Dur demezsek zulümde önde gidenlere
Davacı olur ilk kıble Mescid-i Aksa
Daha sigara keyfinden geçemiyorken
Tevhit ve ihlâs şerbeti içemiyorken
Kurtuluş yolunda çığır açamıyorken
Davacı olur ilk kıble Mescid-i Aksa
İsrail terörist, Siyonistler mizansız
Yapıp ettikleri her alanda izansız
Peygamberler diyarı kalırsa ezansız
Davacı olur ilk kıble Mescid-i Aksa.
Feyzullah Kırca

RAMAZAN UĞURLAMA İLAHİSİ


Kör şeytanlar zincirlere vuruldu
İftar ve sahur sofrası kuruldu
Seher vakti dualara duruldu
Uğurlar olsun ey şehri Ramazan
Elveda.

Gönüllere ilahi nur doldurdun
Hanelerimize huzur doldurdun
Müminleri Allah’a kul oldurdun
Uğurlar olsun ey şehri Ramazan
Elveda.
Seninle cennet kapıları açıldı
Sağanak sağanak rahmet saçıldı
Günahlardan itinayla kaçıldı
Uğurlar olsun ey şehri Ramazan
Elveda.
Biz yeni alışmıştık bitiyorsun
El sallayarak veda ediyorsun
On bir aylık yollara gidiyorsun
Uğurlar olsun ey şehri Ramazan
Elveda.
Seninle hak emrini eda ettik
Nefsimizin arzusuna set çektik
Fakirin yüreğine umut ektik
Uğurlar olsun ey şehri Ramazan
Elveda
Günde bir cüz okuduk mukabele
Otuz gün salâvatlar geldi dile
Sabredene ihsandın güle güle
Uğurlar olsun ey şehri Ramazan
Elveda
(Ramazan 2016) Feyzullah KIRCA

4 Mart 2017 Cumartesi

SENİN OLMAYANI SEVDİN Mİ HİÇ-5



Bütün gurbetleri alıp vuslatına sığınmıştım.
Aşkın resmini çizecek kadar ustaydım, ama yazıcısı sendin bu aşkın.
Basmadın, yazmadın, koymadın printerına, boyan bitmeden mıştın.

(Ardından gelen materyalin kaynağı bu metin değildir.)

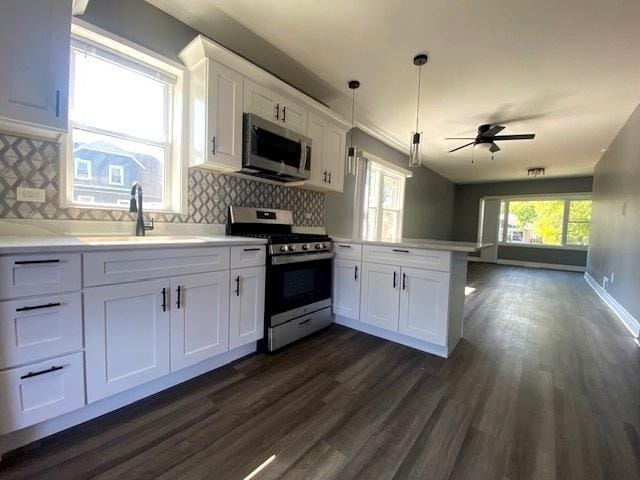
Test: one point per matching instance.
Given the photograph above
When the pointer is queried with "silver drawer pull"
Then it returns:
(37, 307)
(42, 372)
(35, 262)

Ey insafına kurban olduğum peri kızı!
Hiç içinde kıpırdaşıp durdu mu bir sızı?
Her defasında unutmaya niyet edip, oturmak isterken tahtına.
Yeniden hatırlayarak uyandığın, bir zindan uykusu düştü mü bahtına?
Dua dua sana bakarken gözleri, ‘gelme bir daha, git’ dedi mi sözleri?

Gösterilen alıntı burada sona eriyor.